The Journal of San Diego History
SAN DIEGO HISTORICAL SOCIETY QUARTERLY
Spring 1978, Volume 24, Number 2
Thomas L. Scharf, Managing Editor

Book Reviews

Douglas H. Strong, Book Review Editor

Historic Country Inns of California. By Jim Crain. San Francisco Chronicle Books, 1977. Illustrations. Maps. 205 pages. Softbound $4.95.
Reviewed by Gina Cesena, HOST Program Manager, San Diego Convention and Visitors Bureau.

With this book, the author should cash in on the current popularity of both escape travel and nostalgia. Jim Crain, a San Francisco architect, beckons the reader to leave highway speed and neon and “relive the romance of an earlier era,” as he has, by rambling along the backroads of California and discovering its historic stagecoach inns.

Crain shares his delight with his “finds” in a breezy well-written guide for the unhurried tourist or vicarious traveler. He divides California, from Eureka to San Diego, into seven regions. Within the boundaries of the Northcoast, Wine Country, Bay Area, Central Coast, Gold Country, Sierra and Southland, he describes sixty-four transformed or well-preserved hostelries.
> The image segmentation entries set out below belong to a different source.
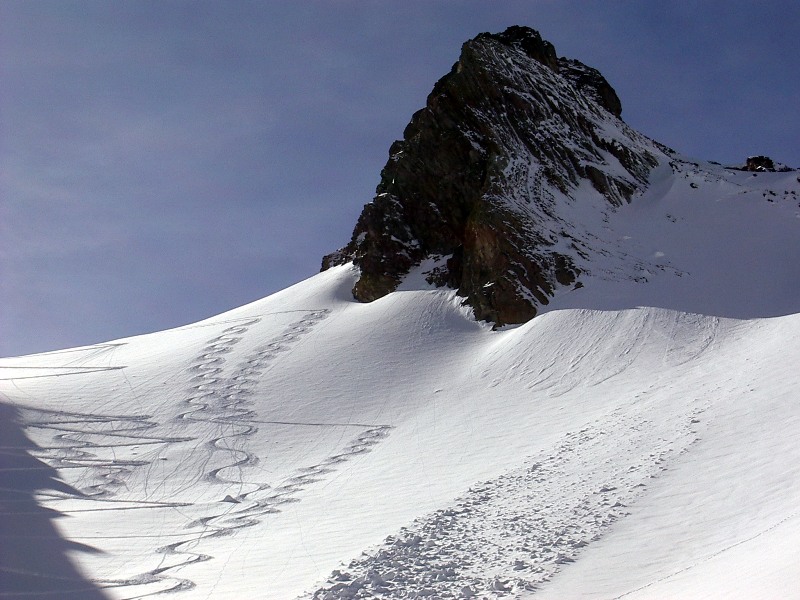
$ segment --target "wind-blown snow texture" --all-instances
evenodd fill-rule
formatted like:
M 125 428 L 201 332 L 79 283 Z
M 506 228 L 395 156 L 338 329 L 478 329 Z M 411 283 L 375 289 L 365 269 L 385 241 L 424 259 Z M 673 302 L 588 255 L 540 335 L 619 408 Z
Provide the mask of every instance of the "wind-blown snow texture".
M 524 325 L 431 257 L 0 360 L 0 596 L 800 598 L 798 173 L 657 158 Z

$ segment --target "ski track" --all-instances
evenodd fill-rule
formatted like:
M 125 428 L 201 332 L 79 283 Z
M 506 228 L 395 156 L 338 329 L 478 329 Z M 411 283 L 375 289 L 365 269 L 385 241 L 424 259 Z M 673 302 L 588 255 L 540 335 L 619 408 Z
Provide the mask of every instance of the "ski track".
M 416 519 L 301 598 L 527 597 L 626 516 L 668 461 L 699 441 L 709 404 L 695 406 L 667 423 L 620 408 L 567 433 L 522 467 Z M 620 456 L 630 465 L 622 472 L 615 468 Z
M 74 473 L 77 470 L 78 473 L 73 476 L 67 475 L 67 479 L 81 491 L 82 498 L 125 505 L 116 510 L 208 507 L 207 514 L 196 516 L 186 525 L 187 532 L 180 536 L 182 539 L 156 549 L 161 555 L 156 568 L 135 577 L 97 580 L 96 583 L 117 590 L 127 588 L 136 594 L 129 596 L 130 598 L 194 588 L 194 582 L 175 573 L 188 565 L 214 558 L 198 550 L 203 540 L 232 535 L 239 529 L 257 525 L 266 516 L 280 512 L 281 505 L 300 501 L 300 494 L 304 489 L 337 470 L 342 463 L 371 451 L 373 446 L 389 434 L 392 428 L 390 425 L 274 421 L 282 425 L 353 427 L 363 431 L 340 450 L 317 464 L 296 469 L 274 487 L 267 481 L 258 480 L 256 473 L 248 473 L 248 467 L 259 461 L 259 457 L 247 449 L 248 438 L 258 431 L 258 423 L 273 423 L 260 421 L 252 407 L 254 388 L 258 385 L 260 376 L 282 353 L 289 352 L 316 324 L 327 318 L 330 311 L 319 309 L 296 312 L 305 314 L 286 326 L 280 335 L 258 346 L 233 369 L 227 368 L 225 356 L 233 351 L 248 330 L 260 322 L 261 318 L 244 319 L 229 325 L 219 335 L 208 340 L 191 361 L 188 372 L 192 377 L 187 389 L 185 410 L 174 420 L 194 423 L 206 429 L 210 425 L 215 433 L 204 436 L 203 439 L 193 436 L 159 436 L 155 431 L 148 435 L 149 431 L 162 426 L 150 415 L 102 415 L 22 409 L 27 427 L 57 432 L 52 437 L 53 444 L 40 447 L 37 456 L 62 473 L 67 470 Z M 226 375 L 228 370 L 230 374 Z M 191 430 L 188 427 L 185 429 Z M 127 490 L 126 481 L 134 469 L 152 467 L 152 461 L 148 460 L 118 459 L 113 453 L 114 448 L 181 443 L 192 443 L 195 445 L 194 452 L 206 454 L 201 463 L 203 471 L 200 477 L 223 488 L 221 502 L 202 505 L 114 498 L 121 489 Z M 110 449 L 113 458 L 101 456 L 102 449 Z M 182 476 L 187 488 L 196 481 L 187 474 Z M 146 487 L 144 492 L 147 496 Z M 225 494 L 224 498 L 222 494 Z M 48 501 L 55 502 L 65 499 L 70 497 L 64 495 L 47 498 Z M 220 507 L 223 507 L 222 510 Z

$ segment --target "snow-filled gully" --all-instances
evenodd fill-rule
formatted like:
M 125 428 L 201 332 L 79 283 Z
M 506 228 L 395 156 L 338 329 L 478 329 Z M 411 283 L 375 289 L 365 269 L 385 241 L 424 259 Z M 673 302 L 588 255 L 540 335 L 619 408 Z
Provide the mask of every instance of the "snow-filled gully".
M 533 592 L 699 440 L 708 407 L 670 421 L 616 409 L 564 435 L 523 466 L 474 485 L 304 598 L 484 598 Z M 628 465 L 620 470 L 620 464 Z

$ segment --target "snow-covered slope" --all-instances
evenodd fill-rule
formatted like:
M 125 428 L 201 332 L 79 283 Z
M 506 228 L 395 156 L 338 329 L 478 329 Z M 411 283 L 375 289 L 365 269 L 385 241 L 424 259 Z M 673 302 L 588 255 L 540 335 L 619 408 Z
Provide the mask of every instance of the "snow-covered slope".
M 2 359 L 2 597 L 800 598 L 798 191 L 676 157 L 499 331 L 345 265 Z

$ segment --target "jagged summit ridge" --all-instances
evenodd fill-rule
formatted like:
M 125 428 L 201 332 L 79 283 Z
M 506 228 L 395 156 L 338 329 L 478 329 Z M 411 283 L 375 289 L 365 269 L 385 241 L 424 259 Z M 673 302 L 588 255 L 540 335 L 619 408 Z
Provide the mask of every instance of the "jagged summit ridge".
M 663 158 L 621 110 L 596 69 L 559 58 L 538 32 L 476 36 L 392 144 L 375 198 L 323 270 L 352 261 L 353 295 L 369 302 L 433 259 L 429 281 L 458 290 L 478 319 L 529 320 L 581 274 L 586 251 L 565 216 L 577 190 L 613 209 Z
As he profiles each region, Crain provides an orientation map which locates the establishments he has selected in that area and the roads leading to them. The gossipy description of each inn and its history, e.g. who honeymooned or was murdered there, is followed by information useful for planning a trip or making a reservation. Crain catalogues phone numbers and addresses, directions, mileage, basic facilities, services, hours, rates (classified inexpensive, moderate or expensive) and what to do or see in the area. The food at each hostelry restaurant is highlighted, and the inns illustrated with photographs taken by Crain or loaned from historical collections.

Country Inns contains a few typographical errors and some of fact as in the statement (p. 197) that the Robinsons came to Julian in 1869 with the Baileys instead of in 1885. It is unlikely that Crain expects his book to be considered a definitive resource by either historians or travel agents. He doesn’t list historical sources, and seems to have accepted whatever was told him by innkeepers and people he met in restaurants. And he omits some landmark inns, including San Diego County’s Warner’s Resort and Carlsbad Twin Inns. Nevertheless, the book belongs in the library or glove compartment of readers and wayfarers who wish to become better acquainted with historic accommodations along California’s less beaten paths.